INTRODUÇÃO
A Igreja Católica, desde sempre,
usa como obra oficial a versão dos setenta ou como também é conhecida, a
“septuaginta”. Não só ela, mas, também às Igrejas Orientais (ortodoxas e
uniatas) e até mesmo em antigas publicações de algumas versões
protestantes. Ainda que a lista de livros inspirados tenha sido afirmada
através dos antigos concílios, discussões e problemas sempre foram levantados,
seja para confrontar as obras deuterocanônicas do velho testamento,
seja para com os escritos que compõe o novo. Embora tais divergências
tenham sido motivos de discussões na cristandade, a grande e esmagadora maioria
de padres, bispos e teólogos, concordaram que a lista já usada (versão grega)
pelos apóstolos e pelo próprio Cristo, deveria ser mantida e inalterada. Com
base em inúmeros testemunhos e pela inspiração do Santo Espírito que conduz a
Igreja, chegamos à era atual com a totalidade de 73 livros (46 do velho + 27
do novo).
Embora o catolicismo, usando de sua autoridade
dada pelo próprio Deus (1 Tm 3,15; Mt
16,18),
tenha afirmado a canonicidade de tais obras, séculos depois, o ex-monge
agostiniano chamado Lutero, acreditando estar sendo conduzindo pela verdade,
retirou sete livros das sagradas escrituras por pensar que não eram inspirados,
uma vez que, os Judeus que já haviam rejeitado a Jesus, não tinham tais livros
como palavra divina (Tobias, Judite, 1 e 2 Macabeus, Sabedoria, Eclesiástico
e Baruc). Para outras confissões cristãs (pentecostais e
protestantes históricos), os sete livros que consistem na tradução grega,
estão em desacordo e possuam erros, entretanto, sabemos que isso não passa de
mais um ataque gratuito sem qualquer fundamento teológico e histórico. Com a
intenção de mostrar os verdadeiros ensinos da fé sobre tais temas, o presente
artigo confronta as mais variadas acusações e irá trazer ao leitor, a luz da
verdade ensinada através da Santa Igreja Católica.
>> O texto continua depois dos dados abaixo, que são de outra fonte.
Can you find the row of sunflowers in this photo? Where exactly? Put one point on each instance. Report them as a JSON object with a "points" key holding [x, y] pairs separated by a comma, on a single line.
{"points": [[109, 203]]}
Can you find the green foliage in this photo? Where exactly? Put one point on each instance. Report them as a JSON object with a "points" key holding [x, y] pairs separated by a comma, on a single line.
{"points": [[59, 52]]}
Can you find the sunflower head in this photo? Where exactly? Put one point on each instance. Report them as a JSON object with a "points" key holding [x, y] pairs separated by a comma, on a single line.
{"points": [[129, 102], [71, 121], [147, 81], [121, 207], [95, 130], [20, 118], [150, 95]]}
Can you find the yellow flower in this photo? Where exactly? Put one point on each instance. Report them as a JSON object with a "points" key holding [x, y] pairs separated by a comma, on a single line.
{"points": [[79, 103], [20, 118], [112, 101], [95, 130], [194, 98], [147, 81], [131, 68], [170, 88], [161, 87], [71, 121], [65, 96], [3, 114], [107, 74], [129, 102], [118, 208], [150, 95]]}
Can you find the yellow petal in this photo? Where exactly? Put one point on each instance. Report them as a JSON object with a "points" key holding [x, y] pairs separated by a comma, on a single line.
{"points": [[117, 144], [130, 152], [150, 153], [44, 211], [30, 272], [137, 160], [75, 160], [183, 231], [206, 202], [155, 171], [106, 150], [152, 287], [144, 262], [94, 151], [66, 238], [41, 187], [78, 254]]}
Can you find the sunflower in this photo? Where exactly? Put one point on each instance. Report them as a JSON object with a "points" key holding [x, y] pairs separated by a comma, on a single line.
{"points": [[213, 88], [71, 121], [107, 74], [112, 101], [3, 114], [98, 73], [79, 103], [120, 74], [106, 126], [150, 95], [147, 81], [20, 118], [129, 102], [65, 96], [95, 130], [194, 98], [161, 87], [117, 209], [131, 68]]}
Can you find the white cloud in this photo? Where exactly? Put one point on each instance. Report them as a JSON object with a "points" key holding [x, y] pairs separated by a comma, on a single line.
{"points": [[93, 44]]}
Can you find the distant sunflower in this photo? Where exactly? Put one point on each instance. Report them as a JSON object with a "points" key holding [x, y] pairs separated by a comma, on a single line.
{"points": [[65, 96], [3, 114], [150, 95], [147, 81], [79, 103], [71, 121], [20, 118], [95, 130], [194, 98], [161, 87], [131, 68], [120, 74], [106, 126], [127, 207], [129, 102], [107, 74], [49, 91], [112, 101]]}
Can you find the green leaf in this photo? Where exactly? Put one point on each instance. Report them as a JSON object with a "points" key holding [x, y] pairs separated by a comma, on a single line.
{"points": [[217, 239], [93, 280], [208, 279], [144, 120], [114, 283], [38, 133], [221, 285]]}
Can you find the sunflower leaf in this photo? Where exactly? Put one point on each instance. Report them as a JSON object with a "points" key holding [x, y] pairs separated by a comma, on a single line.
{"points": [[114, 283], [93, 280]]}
Não trataremos do aspecto histórico ou do enredo
literário de cada escrito e sim, traremos aos leitores três acusações feitas
contra o livro de Judite e as refutaremos.
Livro a ser
defendido: Judite
Ano: Escrito na Palestina por volta do século II antes
de Cristo (150 a.C.)
Informações
adicionais: “O livro de Judite chegou até nós em versão
grega, sendo, portanto contado entre os “deuterocanônicos”. É possível que
tenha sido escrito originalmente em hebraico ou aramaico por um autor
desconhecido, logo depois da guerra dos macabeus contra os sucessores de
Alexandre Magno, os selêucidas. A figura de Holofernes, em Judite, lembra
fortemente o rei selêucida Antíoco Epífanes, pivô da revolta dos macabeus”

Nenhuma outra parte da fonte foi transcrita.